1.5. Rothman hereby represents and warrants that to Xxxxxxx’x knowledge, no composition, method, software or device incorporating his inventions would infringe any
patent, copyright or other proprietary right of any third party.
1.6. Rothman hereby represents and warrants that Rothman has no other obligations to
assign any inventions made, conceived or reduced to practice during his relationship with
Accelerated or Cervical Xpand.
1.7. Rothman hereby represents and warrants that the terms of this Agreement are not
inconsistent with any other contractual or legal obligations that Rothman may have or with
the policies of any institution or company with which Rothman is or was associated.

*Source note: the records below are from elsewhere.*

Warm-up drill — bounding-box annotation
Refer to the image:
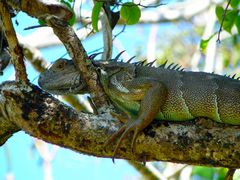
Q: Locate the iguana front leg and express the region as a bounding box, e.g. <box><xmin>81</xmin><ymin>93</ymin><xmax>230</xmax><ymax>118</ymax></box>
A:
<box><xmin>105</xmin><ymin>78</ymin><xmax>168</xmax><ymax>161</ymax></box>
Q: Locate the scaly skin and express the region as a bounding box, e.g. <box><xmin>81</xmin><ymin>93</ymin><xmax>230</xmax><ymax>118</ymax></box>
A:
<box><xmin>39</xmin><ymin>59</ymin><xmax>240</xmax><ymax>160</ymax></box>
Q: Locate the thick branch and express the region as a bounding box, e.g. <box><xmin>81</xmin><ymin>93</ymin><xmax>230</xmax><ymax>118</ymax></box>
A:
<box><xmin>0</xmin><ymin>82</ymin><xmax>240</xmax><ymax>168</ymax></box>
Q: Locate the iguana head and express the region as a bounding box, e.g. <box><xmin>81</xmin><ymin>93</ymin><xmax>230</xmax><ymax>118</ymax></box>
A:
<box><xmin>38</xmin><ymin>58</ymin><xmax>87</xmax><ymax>95</ymax></box>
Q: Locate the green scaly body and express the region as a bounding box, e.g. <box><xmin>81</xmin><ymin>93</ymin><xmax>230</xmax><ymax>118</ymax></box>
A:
<box><xmin>39</xmin><ymin>59</ymin><xmax>240</xmax><ymax>156</ymax></box>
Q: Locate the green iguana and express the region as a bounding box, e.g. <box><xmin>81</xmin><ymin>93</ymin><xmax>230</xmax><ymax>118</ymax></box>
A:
<box><xmin>38</xmin><ymin>59</ymin><xmax>240</xmax><ymax>157</ymax></box>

1.8. Rothman hereby represents and warrants that all of Xxxxxxx’x contributions to the
Accelerated Technology and to the Cervical Xpand Technology were Xxxxxxx’x original
work and that, to Xxxxxxx’x knowledge, none of his inventions or any development, use,
production, distribution, or exploitation thereof will infringe, misappropriate, or violate
any intellectual property or other right of any other person or entity (including, without
limitation,
Rothman).
1.9. Rothman has the full right to enter into this Agreement and to provide Accelerated
and Cervical Xpand with the representations and warranties and rights provided for herein.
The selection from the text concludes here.